In an article on the Westpac website, BT Financial Group chief executive Brad Cooper said recommendations made in the Productivity Commission’s draft report on efficiency and competition in the superannuation system would be more beneficial to members than the current system.
“Until now, BT has supported an 'open market' model in which any Australian Prudential Regulation Authority-approved MySuper product was free to compete for default status as opposed to one where an independent body, potentially susceptible to political influence, is responsible for selecting a shortlist,” Mr Cooper said.
“The Productivity Commission’s report, however, provides compelling analysis and has led BT to conclude that a different model is necessary to protect consumers from account duplication, underperforming funds and balance erosion.”
Mr Cooper said the proposals, which would see a government-established panel select a shortlist of 10 “best in show” funds to guide consumer choice and have consumers only default once, would be “in the best interests of consumers” and create a stronger superannuation system.
“The PC has made it clear to the industry the standard every superannuation fund must meet to rightfully claim they are worthy of default status,” Mr Cooper said.
“Let’s not let this opportunity to transform the superannuation industry – and in the process lift the retirement incomes of millions of Australians – pass us by.
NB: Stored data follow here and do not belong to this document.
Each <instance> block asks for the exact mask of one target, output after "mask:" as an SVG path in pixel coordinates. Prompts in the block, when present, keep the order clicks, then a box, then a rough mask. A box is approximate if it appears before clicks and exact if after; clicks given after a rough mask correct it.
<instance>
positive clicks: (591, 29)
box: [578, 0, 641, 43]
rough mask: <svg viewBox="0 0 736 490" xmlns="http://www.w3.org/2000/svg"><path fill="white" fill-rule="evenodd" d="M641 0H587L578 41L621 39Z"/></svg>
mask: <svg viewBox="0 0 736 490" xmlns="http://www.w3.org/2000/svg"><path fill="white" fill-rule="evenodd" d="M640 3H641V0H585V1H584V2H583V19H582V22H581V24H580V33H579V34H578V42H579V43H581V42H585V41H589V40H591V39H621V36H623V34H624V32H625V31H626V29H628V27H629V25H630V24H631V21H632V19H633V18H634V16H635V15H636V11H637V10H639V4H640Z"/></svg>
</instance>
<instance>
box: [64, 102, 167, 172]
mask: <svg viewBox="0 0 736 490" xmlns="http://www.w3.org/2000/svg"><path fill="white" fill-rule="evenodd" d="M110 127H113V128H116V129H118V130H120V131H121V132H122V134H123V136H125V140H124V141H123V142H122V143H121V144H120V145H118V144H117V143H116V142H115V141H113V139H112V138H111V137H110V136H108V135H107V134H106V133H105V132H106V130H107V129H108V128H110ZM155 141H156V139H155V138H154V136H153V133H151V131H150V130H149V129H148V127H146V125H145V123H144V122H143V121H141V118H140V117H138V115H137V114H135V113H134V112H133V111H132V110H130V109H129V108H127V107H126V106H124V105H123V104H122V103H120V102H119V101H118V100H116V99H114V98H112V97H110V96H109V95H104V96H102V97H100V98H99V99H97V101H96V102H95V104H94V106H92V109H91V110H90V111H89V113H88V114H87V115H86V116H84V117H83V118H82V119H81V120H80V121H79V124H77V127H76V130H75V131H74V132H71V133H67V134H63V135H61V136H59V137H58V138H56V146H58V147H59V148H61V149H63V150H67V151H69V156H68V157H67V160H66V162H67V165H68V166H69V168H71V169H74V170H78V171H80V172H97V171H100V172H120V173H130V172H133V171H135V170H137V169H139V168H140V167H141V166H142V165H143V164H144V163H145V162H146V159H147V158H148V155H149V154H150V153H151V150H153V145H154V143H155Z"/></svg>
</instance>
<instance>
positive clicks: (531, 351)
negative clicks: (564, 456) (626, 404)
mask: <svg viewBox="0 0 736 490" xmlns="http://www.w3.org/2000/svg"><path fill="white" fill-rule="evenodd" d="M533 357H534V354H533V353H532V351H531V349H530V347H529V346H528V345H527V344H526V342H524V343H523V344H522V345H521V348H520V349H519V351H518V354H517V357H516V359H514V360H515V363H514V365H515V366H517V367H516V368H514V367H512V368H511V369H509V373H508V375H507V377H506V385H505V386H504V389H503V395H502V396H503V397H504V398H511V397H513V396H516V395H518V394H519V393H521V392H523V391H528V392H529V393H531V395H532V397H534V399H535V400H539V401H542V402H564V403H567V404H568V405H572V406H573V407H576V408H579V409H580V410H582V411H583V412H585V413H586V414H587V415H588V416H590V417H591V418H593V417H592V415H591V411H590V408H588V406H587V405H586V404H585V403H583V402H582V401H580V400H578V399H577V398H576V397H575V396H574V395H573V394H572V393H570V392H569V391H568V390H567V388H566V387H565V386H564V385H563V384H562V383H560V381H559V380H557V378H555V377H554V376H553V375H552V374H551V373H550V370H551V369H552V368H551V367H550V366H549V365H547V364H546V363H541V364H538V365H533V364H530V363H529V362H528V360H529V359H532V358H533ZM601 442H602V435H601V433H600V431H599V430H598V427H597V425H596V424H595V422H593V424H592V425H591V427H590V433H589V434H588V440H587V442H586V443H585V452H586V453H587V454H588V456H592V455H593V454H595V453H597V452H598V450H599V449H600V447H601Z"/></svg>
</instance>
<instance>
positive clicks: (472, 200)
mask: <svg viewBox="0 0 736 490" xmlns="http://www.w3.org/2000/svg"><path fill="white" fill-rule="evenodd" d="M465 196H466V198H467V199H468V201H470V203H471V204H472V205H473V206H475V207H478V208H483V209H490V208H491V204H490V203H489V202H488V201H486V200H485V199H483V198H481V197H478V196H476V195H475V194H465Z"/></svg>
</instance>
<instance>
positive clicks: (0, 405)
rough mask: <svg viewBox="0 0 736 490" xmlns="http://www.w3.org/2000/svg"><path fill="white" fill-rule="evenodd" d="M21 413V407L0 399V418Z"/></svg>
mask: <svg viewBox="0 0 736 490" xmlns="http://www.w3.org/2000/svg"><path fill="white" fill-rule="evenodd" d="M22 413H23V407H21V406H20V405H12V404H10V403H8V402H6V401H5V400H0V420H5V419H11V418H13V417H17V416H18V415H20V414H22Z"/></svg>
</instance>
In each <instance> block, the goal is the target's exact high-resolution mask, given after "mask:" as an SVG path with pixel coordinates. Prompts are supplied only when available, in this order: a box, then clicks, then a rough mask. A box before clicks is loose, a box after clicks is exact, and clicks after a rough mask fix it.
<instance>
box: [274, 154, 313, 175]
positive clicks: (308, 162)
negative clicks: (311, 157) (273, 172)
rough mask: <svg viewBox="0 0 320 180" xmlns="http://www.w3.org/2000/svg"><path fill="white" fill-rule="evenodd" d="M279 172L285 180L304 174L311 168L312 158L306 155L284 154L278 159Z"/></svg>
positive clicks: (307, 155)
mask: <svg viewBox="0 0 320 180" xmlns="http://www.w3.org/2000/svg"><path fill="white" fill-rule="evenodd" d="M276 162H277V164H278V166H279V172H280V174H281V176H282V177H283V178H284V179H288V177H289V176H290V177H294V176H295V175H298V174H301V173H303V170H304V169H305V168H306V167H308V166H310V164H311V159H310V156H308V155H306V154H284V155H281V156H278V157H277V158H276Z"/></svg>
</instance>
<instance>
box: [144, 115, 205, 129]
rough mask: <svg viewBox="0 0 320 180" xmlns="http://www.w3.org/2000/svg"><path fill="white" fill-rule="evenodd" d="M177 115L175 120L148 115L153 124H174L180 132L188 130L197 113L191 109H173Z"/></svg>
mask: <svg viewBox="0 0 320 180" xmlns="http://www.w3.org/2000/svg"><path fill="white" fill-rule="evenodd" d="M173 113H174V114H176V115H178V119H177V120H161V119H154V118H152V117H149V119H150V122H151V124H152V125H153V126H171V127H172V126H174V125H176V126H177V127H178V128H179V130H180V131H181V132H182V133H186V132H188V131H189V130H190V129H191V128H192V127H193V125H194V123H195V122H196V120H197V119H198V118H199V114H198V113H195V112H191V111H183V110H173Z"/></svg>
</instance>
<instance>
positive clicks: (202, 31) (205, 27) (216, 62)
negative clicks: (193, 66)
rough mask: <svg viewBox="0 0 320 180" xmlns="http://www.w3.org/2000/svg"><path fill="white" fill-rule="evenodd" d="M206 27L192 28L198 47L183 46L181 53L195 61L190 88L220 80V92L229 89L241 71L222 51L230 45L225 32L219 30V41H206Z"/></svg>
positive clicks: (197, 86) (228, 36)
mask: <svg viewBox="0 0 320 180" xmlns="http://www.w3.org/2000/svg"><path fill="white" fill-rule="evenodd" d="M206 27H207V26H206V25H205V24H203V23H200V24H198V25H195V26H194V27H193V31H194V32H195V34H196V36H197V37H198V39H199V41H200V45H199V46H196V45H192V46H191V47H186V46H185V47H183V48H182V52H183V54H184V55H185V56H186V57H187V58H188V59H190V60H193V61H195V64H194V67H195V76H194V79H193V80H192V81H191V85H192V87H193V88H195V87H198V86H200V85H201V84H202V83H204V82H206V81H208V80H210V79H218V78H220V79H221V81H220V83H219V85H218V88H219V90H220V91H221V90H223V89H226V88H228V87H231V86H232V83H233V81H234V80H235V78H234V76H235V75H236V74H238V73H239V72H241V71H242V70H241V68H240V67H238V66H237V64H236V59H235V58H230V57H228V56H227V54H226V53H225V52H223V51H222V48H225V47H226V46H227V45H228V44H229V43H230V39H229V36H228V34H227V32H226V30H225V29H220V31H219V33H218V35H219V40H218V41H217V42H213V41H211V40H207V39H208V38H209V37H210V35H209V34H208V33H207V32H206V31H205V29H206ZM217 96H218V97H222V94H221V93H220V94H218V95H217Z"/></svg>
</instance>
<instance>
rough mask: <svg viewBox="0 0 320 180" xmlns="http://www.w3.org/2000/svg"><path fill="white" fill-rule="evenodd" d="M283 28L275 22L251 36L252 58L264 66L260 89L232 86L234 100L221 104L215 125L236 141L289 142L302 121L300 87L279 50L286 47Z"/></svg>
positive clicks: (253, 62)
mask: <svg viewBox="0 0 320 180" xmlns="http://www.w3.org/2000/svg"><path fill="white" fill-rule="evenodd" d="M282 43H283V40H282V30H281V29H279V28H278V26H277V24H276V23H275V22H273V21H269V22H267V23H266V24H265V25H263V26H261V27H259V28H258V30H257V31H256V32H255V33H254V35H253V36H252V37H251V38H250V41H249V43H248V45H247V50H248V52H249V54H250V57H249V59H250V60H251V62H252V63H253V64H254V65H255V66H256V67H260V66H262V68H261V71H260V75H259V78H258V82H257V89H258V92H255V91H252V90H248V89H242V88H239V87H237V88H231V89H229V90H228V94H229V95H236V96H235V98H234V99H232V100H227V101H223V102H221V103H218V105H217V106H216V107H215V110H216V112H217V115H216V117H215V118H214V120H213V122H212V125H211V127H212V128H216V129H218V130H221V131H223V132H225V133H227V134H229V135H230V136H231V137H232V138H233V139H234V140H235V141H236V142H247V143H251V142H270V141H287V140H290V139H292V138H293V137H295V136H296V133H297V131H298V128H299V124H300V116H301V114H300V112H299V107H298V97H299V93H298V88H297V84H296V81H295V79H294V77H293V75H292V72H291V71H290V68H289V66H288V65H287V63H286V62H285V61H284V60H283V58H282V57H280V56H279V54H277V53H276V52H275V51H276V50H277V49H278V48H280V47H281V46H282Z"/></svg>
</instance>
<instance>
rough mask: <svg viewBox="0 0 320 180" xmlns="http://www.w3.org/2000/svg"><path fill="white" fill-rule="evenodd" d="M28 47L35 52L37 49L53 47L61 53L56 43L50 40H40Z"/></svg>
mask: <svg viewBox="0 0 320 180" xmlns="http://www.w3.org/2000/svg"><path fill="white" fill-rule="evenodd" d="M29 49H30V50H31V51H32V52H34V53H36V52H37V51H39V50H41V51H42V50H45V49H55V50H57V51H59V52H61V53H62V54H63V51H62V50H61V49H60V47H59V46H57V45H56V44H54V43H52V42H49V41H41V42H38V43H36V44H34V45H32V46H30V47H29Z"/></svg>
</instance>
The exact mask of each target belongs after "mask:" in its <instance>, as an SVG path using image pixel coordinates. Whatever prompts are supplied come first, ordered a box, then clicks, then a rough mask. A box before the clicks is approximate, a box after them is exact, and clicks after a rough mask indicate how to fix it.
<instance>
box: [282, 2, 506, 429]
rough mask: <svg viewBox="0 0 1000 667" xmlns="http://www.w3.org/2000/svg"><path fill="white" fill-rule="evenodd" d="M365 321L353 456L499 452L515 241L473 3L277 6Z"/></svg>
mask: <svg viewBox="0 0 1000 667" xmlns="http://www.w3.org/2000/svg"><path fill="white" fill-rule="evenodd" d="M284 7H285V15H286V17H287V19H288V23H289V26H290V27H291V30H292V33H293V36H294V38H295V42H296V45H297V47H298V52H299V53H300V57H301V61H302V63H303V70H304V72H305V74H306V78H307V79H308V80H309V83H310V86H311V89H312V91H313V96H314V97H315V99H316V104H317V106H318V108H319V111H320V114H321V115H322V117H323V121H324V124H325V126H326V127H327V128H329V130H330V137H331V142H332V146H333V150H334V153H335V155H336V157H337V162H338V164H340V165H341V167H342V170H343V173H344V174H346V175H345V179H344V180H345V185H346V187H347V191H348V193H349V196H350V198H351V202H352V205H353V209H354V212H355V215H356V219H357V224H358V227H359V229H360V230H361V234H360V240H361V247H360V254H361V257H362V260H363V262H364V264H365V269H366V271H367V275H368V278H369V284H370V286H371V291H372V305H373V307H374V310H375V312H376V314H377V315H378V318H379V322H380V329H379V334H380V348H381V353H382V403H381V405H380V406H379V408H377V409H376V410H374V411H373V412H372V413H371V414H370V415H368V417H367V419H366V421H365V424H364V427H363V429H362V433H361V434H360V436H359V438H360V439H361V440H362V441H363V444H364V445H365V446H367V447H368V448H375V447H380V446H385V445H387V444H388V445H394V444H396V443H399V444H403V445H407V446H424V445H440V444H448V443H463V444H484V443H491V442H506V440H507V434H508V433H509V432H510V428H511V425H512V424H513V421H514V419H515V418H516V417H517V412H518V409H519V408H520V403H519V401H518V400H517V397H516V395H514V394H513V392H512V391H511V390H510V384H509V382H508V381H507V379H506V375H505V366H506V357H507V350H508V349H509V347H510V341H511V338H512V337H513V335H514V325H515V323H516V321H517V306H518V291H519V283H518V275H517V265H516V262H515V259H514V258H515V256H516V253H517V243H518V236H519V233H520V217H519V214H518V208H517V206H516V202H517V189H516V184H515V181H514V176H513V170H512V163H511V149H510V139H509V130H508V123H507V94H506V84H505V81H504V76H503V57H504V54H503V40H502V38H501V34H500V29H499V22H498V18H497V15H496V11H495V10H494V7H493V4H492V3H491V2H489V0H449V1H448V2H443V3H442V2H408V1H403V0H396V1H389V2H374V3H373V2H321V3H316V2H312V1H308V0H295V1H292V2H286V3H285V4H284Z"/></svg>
It’s time for the industry to show leadership and for the superannuation system to deliver on its promise.”
Mr Cooper’s comments follow remarks made earlier this week by AIOFP executive director Peter Johnston, who said the Productivity Commission’s recommendations would resolve “one of the most profoundly conflicted arrangements” in financial services, by preventing corporate and union executives from recommending a preferred default fund without holding an AFSL.
“Corporates and trade unions selecting their preferred superannuation funds is technically giving advice to their members/employees, which they are not licensed to do so,” Mr Johnston said.
“The corporate or union executives making these decisions should be prosecuted by ASIC for breaches of the corporation law. To make matters worse, these selections are mandated, giving members no choice to consider other options that may be better performing or have a lower cost base.”